Essais cliniques chez les personnes séropositives
Des essais cliniques sont actuellement en cours ou programmés. La France a été associée aux essais chez les jeunes femmes et participe actuellement à l’essai 019 pour des femmes de 26 à 45 ans. Il s’agit en priorité d’évaluer la sécurité d’utilisation chez les séropositifs. Le Gardasil® de Merck sera l’objet de l’essai 021/PACTG 1047 (Pediatric AIDS Clinical Trials Group) d’une durée de deux ans portant tout d’abord sur la sécurité d’emploi et la réponse immunologique induite par le Gardasil®, puis, selon les résultats, sur l’efficacité. Cet essai concerne des enfants porteurs du VIH de 7 à 12 ans, nés de mères séropositives, répartis en deux groupes (90 recevant le vaccin et 30 un placebo). Il est conçu pour intégrer l’influence du nadir des CD4. L’étude a commencé et les résultats sont attendus pour 2008. D’autres essais d’évaluation de sécurité d’utilisation et d’étude de la réponse immunologique, voire d’efficacité, sont prévus pour début 2007 chez des femmes séropositives en comparaison à des femmes séronégatives. Le design de ces essais est en cours de discussion. Rien n’est prévu chez les hommes séropositifs, malgré la forte prévalence du cancer de l’anus attribuables majoritairement aux HPV.

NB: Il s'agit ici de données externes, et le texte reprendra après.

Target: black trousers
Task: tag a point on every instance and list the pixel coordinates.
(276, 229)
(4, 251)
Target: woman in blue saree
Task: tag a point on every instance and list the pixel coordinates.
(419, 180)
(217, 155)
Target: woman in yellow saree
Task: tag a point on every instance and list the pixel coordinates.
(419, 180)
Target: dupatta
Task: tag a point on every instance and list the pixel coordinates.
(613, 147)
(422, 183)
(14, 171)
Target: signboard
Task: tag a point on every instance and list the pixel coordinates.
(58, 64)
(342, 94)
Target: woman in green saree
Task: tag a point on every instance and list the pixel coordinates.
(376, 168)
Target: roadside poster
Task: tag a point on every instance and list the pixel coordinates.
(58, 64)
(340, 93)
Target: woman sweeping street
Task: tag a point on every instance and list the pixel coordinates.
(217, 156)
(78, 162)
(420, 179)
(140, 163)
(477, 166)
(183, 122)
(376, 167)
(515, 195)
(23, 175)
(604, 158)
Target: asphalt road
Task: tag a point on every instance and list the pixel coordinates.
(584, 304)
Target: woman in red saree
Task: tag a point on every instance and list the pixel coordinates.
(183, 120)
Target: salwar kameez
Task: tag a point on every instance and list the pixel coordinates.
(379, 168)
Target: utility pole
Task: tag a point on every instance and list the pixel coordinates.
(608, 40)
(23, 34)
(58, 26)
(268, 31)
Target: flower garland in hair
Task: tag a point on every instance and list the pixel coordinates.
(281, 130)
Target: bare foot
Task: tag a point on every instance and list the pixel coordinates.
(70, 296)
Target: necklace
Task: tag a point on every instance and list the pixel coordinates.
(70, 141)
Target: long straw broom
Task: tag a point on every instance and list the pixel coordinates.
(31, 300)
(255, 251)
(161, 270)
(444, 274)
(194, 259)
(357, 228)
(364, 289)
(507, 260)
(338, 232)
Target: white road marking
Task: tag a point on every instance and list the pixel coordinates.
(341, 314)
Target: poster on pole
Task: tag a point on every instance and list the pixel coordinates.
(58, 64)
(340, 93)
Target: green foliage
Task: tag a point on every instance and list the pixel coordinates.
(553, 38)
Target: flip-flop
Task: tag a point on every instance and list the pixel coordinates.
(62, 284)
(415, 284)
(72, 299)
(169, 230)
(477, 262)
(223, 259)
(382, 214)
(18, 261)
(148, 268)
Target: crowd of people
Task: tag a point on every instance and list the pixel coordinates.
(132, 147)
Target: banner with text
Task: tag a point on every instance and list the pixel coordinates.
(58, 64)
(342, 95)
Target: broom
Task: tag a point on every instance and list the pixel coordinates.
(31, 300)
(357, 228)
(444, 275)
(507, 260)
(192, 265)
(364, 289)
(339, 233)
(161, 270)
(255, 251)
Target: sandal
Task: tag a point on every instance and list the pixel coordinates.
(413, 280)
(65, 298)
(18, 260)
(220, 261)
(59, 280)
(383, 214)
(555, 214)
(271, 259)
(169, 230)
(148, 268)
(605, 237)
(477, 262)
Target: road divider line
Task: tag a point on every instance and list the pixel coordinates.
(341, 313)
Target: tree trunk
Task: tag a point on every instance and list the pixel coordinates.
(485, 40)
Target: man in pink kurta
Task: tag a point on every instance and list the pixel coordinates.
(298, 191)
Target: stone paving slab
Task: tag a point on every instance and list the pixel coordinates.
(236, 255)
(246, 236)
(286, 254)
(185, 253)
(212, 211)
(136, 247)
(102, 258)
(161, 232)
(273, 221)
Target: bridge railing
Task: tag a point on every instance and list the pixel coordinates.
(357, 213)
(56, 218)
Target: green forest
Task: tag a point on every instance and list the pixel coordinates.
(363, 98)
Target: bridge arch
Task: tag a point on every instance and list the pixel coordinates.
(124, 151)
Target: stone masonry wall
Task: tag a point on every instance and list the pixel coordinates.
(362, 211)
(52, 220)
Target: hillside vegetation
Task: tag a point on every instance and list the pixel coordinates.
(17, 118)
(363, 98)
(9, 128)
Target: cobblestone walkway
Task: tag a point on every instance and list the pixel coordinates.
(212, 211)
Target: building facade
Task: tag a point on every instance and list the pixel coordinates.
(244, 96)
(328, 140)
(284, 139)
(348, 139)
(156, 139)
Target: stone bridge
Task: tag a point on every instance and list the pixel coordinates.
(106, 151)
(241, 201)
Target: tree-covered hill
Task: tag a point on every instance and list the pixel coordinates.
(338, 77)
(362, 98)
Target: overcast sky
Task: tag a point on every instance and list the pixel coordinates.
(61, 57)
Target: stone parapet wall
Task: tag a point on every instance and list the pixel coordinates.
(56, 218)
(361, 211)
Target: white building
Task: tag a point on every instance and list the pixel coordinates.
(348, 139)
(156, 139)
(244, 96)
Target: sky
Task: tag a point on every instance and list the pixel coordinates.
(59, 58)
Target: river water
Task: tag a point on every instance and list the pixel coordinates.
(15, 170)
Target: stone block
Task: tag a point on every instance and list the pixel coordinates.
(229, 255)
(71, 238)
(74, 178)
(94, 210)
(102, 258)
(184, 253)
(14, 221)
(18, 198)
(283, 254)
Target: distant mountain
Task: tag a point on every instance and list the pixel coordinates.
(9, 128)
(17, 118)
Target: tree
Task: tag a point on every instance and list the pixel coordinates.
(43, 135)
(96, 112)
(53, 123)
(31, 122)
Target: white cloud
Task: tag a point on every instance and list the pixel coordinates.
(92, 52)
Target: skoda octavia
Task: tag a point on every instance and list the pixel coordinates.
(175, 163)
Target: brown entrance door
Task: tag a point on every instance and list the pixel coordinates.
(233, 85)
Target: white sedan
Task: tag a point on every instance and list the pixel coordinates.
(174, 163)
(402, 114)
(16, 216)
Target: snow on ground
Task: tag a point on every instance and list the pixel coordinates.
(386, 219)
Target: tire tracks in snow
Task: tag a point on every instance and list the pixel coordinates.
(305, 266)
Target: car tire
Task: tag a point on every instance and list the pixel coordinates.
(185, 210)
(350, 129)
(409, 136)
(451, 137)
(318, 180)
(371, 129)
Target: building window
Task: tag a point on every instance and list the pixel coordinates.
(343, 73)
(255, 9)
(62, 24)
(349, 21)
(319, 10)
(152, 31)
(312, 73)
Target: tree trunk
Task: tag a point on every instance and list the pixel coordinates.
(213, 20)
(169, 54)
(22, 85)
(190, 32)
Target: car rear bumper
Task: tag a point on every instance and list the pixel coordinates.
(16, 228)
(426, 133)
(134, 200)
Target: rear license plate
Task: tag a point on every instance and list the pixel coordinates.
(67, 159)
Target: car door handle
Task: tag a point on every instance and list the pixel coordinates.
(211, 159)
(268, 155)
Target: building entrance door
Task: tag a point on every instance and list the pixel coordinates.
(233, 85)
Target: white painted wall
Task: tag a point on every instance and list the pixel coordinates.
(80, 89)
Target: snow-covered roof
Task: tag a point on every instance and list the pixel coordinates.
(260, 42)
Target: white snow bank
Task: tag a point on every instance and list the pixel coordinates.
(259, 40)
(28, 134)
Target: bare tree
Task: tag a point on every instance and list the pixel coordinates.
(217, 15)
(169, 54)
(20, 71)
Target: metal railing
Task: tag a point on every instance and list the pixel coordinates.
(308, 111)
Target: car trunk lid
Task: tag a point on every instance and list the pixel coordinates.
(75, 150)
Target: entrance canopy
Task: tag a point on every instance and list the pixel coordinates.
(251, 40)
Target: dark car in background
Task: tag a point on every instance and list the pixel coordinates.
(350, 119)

Comment améliorer la vaccination chez les séropositifs ?
En attendant des données dans la population séropositive, les experts dans le domaine proposent déjà un certain nombre de pistes à explorer dans des essais cliniques pour renforcer la réponse immune. Ainsi, il pourra être utile de renforcer la réponse vis-à-vis des particules virales incomplètes constituant le vaccin en essayant, au cours d’essais cliniques, d’augmenter les doses injectées (une stratégie efficace pour le vaccin anti-VHB), ou bien en les multipliant au-delà des trois actuellement prescrites ou encore en ajoutant au vaccin des adjuvants plus puissants. La mise sous antirétroviraux peut aussi s’avérer utile pour renforcer la réponse immune. Cette dernière considération est liée à l’interrogation suivante : quand devra-t-on vacciner une personne séropositive pour assurer une meilleure protection ? Cette question doit aussi faire l’objet d’essais cliniques.
Pour les types de HPV non couverts, il faudra peut-être développer un nouveau type de vaccin, soit en intégrant des particules virales incomplètes correspondant aux autres types de HPV fréquemment rencontrés chez les séropositifs, soit en utilisant une autre protéine protectrice du virus comme agent immunogène.
A retenir
Les personnes vivant avec le VIH sont plus susceptibles d’être infectées par les HPV que la population générale et les types de HPV peuvent différer. L’introduction des antirétroviraux n’a pas changé la situation ; la fréquence d’apparition de cancers associés aux HPV (anus et col de l’utérus) reste plus élevée que dans la population générale. L’expérience de vaccination contre d’autres virus et certaines bactéries chez les personnes vivant avec le VIH donne bon espoir d’obtenir des vaccins anti-HPV efficaces, objet des essais cliniques actuels. Par rapport au reste de la population, la couverture ne sera sans doute pas suffisante pour les séropositifs du fait de l’existence plus fréquente d’infections avec des HPV non ciblés par les vaccins disponibles. Il faut attendre les résultats d’essais cliniques réalisés dans cette population avant de statuer sur la tolérance et l’efficacité de ces vaccins chez elle.